Bayern testet Palantir-Software: Prüfung der Rechtsgrundlage gefordert

Im bayerischen Landeskriminalamt läuft derzeit ein Testbetrieb mit der Software des US-Unternehmens Palantir, wie Recherchen des Bayerischen Rundfunks ergeben haben. Die Software soll der Polizei bei der Aufklärung schwerer Straftaten helfen und ist Teil des neuen Analyse-Systems namens VeRA. Dieses System kann verschiedene Polizeidatenbanken verbinden und automatisiert auswerten.

Nach Informationen des Bayerischen Rundfunks testet das Landeskriminalamt die Analyse-Software bereits seit März dieses Jahres mit echten Personendaten. Der Landesbeauftragte für Datenschutz, Thomas Petri, will nun prüfen, ob es dafür eine rechtliche Grundlage gibt.

Das bayerische Innenministerium bestätigte auf Anfrage, dass der Testbetrieb seit März läuft. Die Staatsregierung sieht das Vorgehen durch das bayerische Datenschutzgesetz gedeckt.

Zweifel an rechtlicher Grundlage

Thomas Petri äußerte Zweifel, ob es eine rechtliche Grundlage für den testweisen Einsatz der Palantir-Software mit echten Personendaten gibt. Wenn die Polizei während des Testbetriebs Hinweise auf Straftaten erhält, könnte dies rechtliche Konsequenzen haben. Der Datenschutzbeauftragte betonte, dass die Polizei dem Legalitätsprinzip unterliegt und bei Hinweisen auf Straftaten handeln muss. In diesem Fall könnte der Testbetrieb zu einem rechtlichen Problem werden, da die Polizei möglicherweise nicht die erforderliche Rechtsgrundlage hat.

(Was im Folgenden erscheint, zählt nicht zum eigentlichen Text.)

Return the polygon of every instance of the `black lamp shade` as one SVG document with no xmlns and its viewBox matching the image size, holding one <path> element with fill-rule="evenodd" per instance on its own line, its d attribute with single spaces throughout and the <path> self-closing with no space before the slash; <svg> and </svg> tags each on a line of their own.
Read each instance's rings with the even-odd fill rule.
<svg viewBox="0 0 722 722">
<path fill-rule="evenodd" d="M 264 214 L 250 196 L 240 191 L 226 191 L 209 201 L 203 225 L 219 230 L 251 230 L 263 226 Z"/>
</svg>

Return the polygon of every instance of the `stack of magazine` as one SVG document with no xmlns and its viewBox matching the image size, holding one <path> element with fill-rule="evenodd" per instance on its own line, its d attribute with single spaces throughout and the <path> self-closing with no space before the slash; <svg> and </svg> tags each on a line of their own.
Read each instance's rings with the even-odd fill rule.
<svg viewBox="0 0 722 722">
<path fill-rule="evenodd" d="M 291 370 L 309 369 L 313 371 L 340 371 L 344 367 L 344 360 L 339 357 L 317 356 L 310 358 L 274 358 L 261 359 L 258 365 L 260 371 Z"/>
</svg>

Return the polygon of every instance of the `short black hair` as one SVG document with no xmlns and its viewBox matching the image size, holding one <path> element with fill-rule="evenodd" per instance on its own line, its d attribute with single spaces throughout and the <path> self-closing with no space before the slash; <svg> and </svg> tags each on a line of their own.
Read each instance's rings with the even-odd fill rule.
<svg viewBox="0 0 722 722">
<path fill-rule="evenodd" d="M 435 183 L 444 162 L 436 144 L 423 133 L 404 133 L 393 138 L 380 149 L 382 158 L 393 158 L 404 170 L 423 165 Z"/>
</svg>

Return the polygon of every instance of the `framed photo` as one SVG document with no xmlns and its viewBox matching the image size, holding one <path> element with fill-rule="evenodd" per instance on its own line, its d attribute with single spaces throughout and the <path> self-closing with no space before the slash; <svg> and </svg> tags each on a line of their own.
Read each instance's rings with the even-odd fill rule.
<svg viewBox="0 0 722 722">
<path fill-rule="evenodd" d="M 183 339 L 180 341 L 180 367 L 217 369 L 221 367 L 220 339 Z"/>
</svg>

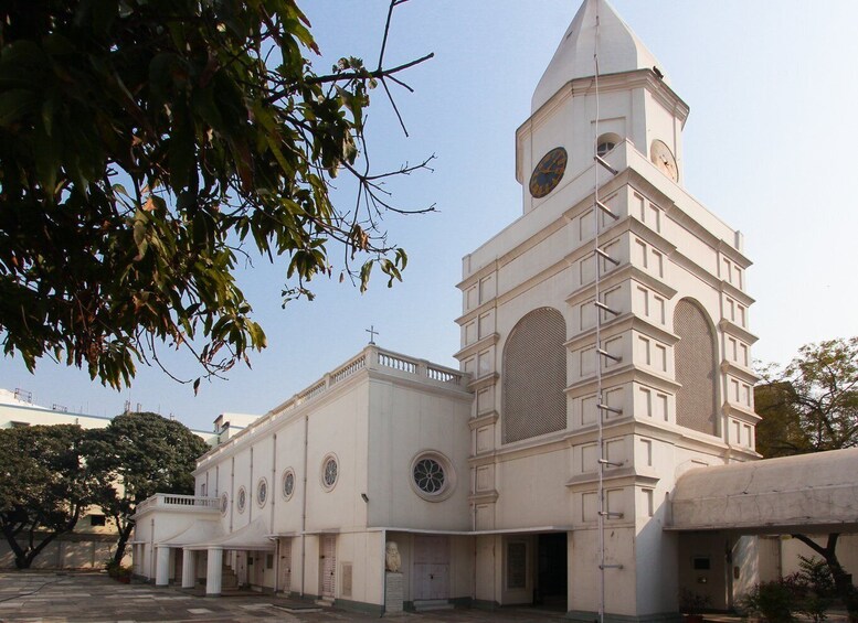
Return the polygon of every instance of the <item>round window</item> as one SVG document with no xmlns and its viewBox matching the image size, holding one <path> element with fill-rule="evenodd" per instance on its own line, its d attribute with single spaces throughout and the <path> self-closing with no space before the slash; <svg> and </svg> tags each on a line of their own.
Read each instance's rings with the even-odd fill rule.
<svg viewBox="0 0 858 623">
<path fill-rule="evenodd" d="M 239 505 L 239 513 L 244 513 L 244 507 L 247 505 L 247 491 L 243 486 L 239 488 L 239 496 L 236 501 Z"/>
<path fill-rule="evenodd" d="M 435 459 L 421 459 L 414 465 L 414 483 L 423 493 L 439 493 L 444 481 L 444 468 Z"/>
<path fill-rule="evenodd" d="M 292 469 L 283 473 L 283 496 L 288 500 L 295 493 L 295 472 Z"/>
<path fill-rule="evenodd" d="M 411 462 L 411 487 L 430 502 L 441 502 L 456 484 L 453 465 L 441 452 L 422 452 Z"/>
<path fill-rule="evenodd" d="M 259 479 L 256 483 L 256 504 L 259 507 L 265 506 L 265 502 L 268 500 L 268 481 Z"/>
<path fill-rule="evenodd" d="M 333 485 L 337 484 L 337 477 L 339 476 L 339 468 L 337 466 L 337 458 L 332 454 L 325 458 L 321 462 L 321 484 L 325 488 L 330 491 Z"/>
</svg>

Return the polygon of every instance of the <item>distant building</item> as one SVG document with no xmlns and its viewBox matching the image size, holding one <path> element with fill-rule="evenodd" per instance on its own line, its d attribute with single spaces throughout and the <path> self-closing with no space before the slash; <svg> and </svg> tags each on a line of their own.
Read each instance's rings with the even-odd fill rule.
<svg viewBox="0 0 858 623">
<path fill-rule="evenodd" d="M 223 416 L 219 417 L 219 420 Z M 230 421 L 246 426 L 254 416 L 232 415 Z M 52 408 L 35 405 L 29 391 L 0 389 L 0 428 L 25 426 L 78 425 L 85 429 L 106 428 L 110 418 L 68 411 L 66 407 Z M 218 425 L 215 425 L 218 426 Z M 224 431 L 214 432 L 191 429 L 209 445 L 216 445 L 223 432 L 234 434 L 235 427 L 227 422 Z M 220 432 L 219 432 L 220 431 Z M 50 544 L 34 560 L 35 569 L 92 569 L 100 568 L 112 556 L 116 544 L 116 528 L 100 508 L 88 508 L 81 515 L 74 530 Z M 130 558 L 128 558 L 130 562 Z M 4 539 L 0 540 L 0 568 L 14 567 L 14 556 Z"/>
</svg>

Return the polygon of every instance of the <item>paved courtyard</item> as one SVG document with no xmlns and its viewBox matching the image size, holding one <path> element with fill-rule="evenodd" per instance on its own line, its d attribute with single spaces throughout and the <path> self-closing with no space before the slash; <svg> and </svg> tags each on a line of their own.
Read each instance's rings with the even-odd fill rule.
<svg viewBox="0 0 858 623">
<path fill-rule="evenodd" d="M 223 598 L 189 594 L 176 588 L 120 584 L 104 573 L 51 571 L 0 572 L 0 623 L 97 623 L 142 621 L 176 622 L 327 622 L 371 621 L 377 616 L 336 608 L 301 612 L 307 604 L 273 595 L 237 593 Z M 298 609 L 298 611 L 296 611 Z M 292 612 L 290 612 L 292 610 Z M 385 616 L 407 623 L 510 621 L 550 623 L 563 621 L 559 613 L 531 609 L 501 612 L 447 610 L 437 613 Z"/>
</svg>

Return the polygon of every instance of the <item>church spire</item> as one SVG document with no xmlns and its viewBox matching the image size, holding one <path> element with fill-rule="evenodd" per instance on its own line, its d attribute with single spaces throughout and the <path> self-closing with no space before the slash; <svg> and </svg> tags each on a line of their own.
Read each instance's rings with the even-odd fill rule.
<svg viewBox="0 0 858 623">
<path fill-rule="evenodd" d="M 537 85 L 531 112 L 536 112 L 568 82 L 594 75 L 596 15 L 601 75 L 653 67 L 663 72 L 653 53 L 619 19 L 607 0 L 584 0 Z"/>
</svg>

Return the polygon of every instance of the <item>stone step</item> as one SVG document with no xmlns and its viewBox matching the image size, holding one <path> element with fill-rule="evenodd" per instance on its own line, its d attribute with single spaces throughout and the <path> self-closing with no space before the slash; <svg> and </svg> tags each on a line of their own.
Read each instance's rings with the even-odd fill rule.
<svg viewBox="0 0 858 623">
<path fill-rule="evenodd" d="M 414 610 L 416 612 L 427 612 L 432 610 L 453 610 L 454 605 L 445 599 L 417 599 L 414 600 Z"/>
</svg>

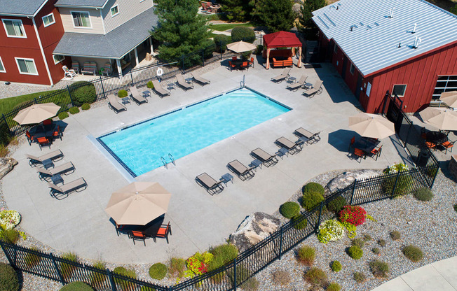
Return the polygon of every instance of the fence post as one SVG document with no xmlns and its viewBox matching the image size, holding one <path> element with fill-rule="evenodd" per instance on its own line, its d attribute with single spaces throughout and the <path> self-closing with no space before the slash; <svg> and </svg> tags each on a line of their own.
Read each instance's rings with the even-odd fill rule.
<svg viewBox="0 0 457 291">
<path fill-rule="evenodd" d="M 62 283 L 62 285 L 65 285 L 65 280 L 64 280 L 64 276 L 62 276 L 62 274 L 60 273 L 60 270 L 59 270 L 59 267 L 57 265 L 57 262 L 55 262 L 55 258 L 54 257 L 54 255 L 53 255 L 52 253 L 50 253 L 49 256 L 50 257 L 51 261 L 53 261 L 53 264 L 55 268 L 55 271 L 57 271 L 57 276 L 59 276 L 59 279 L 60 279 L 60 283 Z"/>
</svg>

Gesetzesänderung für Einsatz notwendig

Der Freistaat Bayern hat die Palantir-Software bereits im vergangenen Jahr erworben, jedoch wurde sie bisher noch nicht in der Verbrechensbekämpfung eingesetzt. Um dies zu ermöglichen, muss der Landtag das Bayerische Polizeiaufgabengesetz ändern. Laut Koalitionsvertrag zwischen CSU und Freien Wählern ist die Analyse-Plattform VeRA ein entscheidender Baustein für eine erfolgreiche Polizeiarbeit.

Die geplante Gesetzesänderung ist notwendig, da das Bundesverfassungsgericht im Februar entschieden hat, dass automatisierte Datenanalysen bei der Polizeiarbeit nur in engen Grenzen erlaubt sind.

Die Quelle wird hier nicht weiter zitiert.